At last she received the expected communication from an irritated Ambassador Mallet, who had warned her not to undertake this journey in the first place. HM Government would disclaim responsibility for her
if she went one step further, he told her shortly. There was as yet no response from the Turkish side. She wrote in her diary on 14 January: “Decided to run away.”

She was now writing parallel diary entries. One continued to be a cursory memorandum written daily while the memory was fresh. Reading these factual, ill-organized jottings, full of Arab words and phrases, gives a vivid picture of Gertrude, tired and dirty after a day's march, her hair falling out of its pins, scribbling away at her folding desk while Fattuh put up her bedroom tent, unpacked, and arranged her possessions. These notes contained the information and positions she would pass on to the Foreign Office, and the raw material for her letters home. The second diary,
*
with entries written a few days apart, was a thoughtful and polished account of her journey and feelings, kept for Dick alone. Though by no means as euphemistic as her letters to her parents, it portrayed her as a shade more robust in her attitude to danger than was perhaps the case.

That night she told her crew that she would wait no longer for permission. There was a stir, a ripple of mutiny. While her faithful servants would have followed her anywhere, three of the Agail camel drivers were terrified of repercussions.
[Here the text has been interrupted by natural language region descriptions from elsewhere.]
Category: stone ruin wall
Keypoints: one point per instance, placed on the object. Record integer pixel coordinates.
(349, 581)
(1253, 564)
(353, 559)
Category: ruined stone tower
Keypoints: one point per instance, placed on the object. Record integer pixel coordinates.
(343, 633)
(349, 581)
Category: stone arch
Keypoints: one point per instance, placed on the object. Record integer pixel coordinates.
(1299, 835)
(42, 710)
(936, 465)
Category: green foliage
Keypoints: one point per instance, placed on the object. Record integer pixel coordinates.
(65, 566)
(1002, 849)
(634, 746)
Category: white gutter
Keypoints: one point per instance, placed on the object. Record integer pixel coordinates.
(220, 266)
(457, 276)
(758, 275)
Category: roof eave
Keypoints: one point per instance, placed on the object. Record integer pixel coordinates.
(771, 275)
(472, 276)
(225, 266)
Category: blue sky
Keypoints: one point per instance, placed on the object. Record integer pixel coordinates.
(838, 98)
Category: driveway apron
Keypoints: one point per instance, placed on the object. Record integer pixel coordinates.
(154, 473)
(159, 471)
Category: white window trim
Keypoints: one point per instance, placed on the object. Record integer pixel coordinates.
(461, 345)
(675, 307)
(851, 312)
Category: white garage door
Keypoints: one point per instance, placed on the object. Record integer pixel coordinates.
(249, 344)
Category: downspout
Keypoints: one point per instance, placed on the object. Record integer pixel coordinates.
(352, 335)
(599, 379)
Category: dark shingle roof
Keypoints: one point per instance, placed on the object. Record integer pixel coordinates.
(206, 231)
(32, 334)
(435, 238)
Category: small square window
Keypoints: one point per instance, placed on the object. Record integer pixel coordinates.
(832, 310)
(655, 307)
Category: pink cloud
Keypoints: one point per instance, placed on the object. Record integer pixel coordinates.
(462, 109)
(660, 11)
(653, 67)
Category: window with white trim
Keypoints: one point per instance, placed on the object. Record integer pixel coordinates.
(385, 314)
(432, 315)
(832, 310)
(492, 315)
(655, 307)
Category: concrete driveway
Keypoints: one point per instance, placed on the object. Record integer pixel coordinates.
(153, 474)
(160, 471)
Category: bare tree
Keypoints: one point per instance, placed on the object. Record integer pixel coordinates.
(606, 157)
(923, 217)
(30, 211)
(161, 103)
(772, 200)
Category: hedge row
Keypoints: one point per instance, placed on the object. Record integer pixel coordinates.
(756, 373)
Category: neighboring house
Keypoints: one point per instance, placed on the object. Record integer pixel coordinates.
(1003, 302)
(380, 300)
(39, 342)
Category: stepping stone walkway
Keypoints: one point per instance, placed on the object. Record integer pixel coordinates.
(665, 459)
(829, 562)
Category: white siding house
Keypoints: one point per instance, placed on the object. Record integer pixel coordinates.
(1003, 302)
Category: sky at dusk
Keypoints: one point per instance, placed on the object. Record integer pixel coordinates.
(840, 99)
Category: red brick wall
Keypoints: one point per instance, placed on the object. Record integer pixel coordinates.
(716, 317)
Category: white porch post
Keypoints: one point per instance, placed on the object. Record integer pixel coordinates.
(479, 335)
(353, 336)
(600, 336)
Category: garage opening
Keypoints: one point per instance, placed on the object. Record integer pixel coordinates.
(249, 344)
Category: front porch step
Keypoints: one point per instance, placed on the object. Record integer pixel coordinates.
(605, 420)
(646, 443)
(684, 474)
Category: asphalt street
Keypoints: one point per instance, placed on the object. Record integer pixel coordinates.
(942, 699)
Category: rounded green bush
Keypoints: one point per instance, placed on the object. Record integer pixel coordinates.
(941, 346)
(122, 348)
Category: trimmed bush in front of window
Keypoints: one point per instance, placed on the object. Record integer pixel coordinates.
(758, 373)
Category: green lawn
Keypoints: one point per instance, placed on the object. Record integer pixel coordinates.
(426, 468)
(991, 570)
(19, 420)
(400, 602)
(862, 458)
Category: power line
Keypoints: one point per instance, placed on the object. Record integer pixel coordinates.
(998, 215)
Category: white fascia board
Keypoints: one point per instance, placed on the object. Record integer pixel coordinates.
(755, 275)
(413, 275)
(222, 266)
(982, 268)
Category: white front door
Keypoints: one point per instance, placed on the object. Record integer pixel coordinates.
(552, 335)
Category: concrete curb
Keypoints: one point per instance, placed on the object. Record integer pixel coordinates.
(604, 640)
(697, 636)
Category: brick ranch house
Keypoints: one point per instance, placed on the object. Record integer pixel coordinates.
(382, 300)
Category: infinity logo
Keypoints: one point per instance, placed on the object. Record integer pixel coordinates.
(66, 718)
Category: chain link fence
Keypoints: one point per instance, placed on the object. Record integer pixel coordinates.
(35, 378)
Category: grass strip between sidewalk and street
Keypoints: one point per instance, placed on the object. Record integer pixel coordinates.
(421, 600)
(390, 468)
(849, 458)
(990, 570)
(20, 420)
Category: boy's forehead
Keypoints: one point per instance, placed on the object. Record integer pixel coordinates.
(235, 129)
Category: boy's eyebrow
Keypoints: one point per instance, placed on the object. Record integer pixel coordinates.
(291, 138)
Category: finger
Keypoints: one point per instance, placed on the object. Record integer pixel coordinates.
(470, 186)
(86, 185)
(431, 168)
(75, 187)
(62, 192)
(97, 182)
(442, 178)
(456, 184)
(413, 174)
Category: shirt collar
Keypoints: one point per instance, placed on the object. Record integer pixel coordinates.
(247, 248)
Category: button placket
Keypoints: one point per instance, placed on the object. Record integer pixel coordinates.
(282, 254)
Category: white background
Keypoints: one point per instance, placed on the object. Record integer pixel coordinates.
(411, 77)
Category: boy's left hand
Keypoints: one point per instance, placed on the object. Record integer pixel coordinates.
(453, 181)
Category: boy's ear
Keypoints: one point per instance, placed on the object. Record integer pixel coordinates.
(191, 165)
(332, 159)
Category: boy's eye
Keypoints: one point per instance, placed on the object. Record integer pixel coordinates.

But she knew that if she waited, the situation would only become worse. Permission would be refused all round. She told the Turkish captain that she intended to visit some local archaeological sites. He may or may not have believed her, but in the end she gave him a signed letter absolving the Turkish authorities from any responsibility for her, and declaring that England had no cause for complaint if anything happened to her. Pocketing the document, he intimated that she could now do as she liked. She swept off to bed without a backward glance, but once in her tent she regretted having signed, and fretted all night. She wrote in her other diary, for Dick: “There is something in the written word which works on the imagination, and I spent my night sleepless with the thought of it . . . The desert looks terrible from without, and even I have a moment when my heart beats a little quicker and my eyes strain themselves to catch a glimpse of the future.”

The first thing she did next day was to try and get her letter back. It
had already gone to headquarters, she was told. “All lies,” she wrote irritably in her diary, “but could not get it anyway.” Back in camp, she wrote Florence a jaunty letter that was extremely frugal with the truth: “My troubles are over. I have today permission from the Vali to go where I like. The permission comes just in time for all my plans were laid and I was going to run away tomorrow night. They could not have caught me. However I am now saved the trouble—and amusement!—of this last resource.”

As she well knew, any “permission” was valueless. She had also received strong discouragement from the British Consul. She would go at her own risk.

The three Agail were paid off and departed angrily, denouncing the “accursed road” to Hayyil. On 15 January she sent most of her crew on ahead of her and went to collect three replacement camel drivers from friendly Christian farmers whom she had taken into her confidence. She stopped for a moment at the station at Ziza to enquire about a missing letter addressed to Dick, but did not find it, and accepted that, for the moment, there would be no further contact with those she loved. She would continue to write a series of letters that she could not post, hoarding them until she reached another railway line on the other side of the Syrian desert.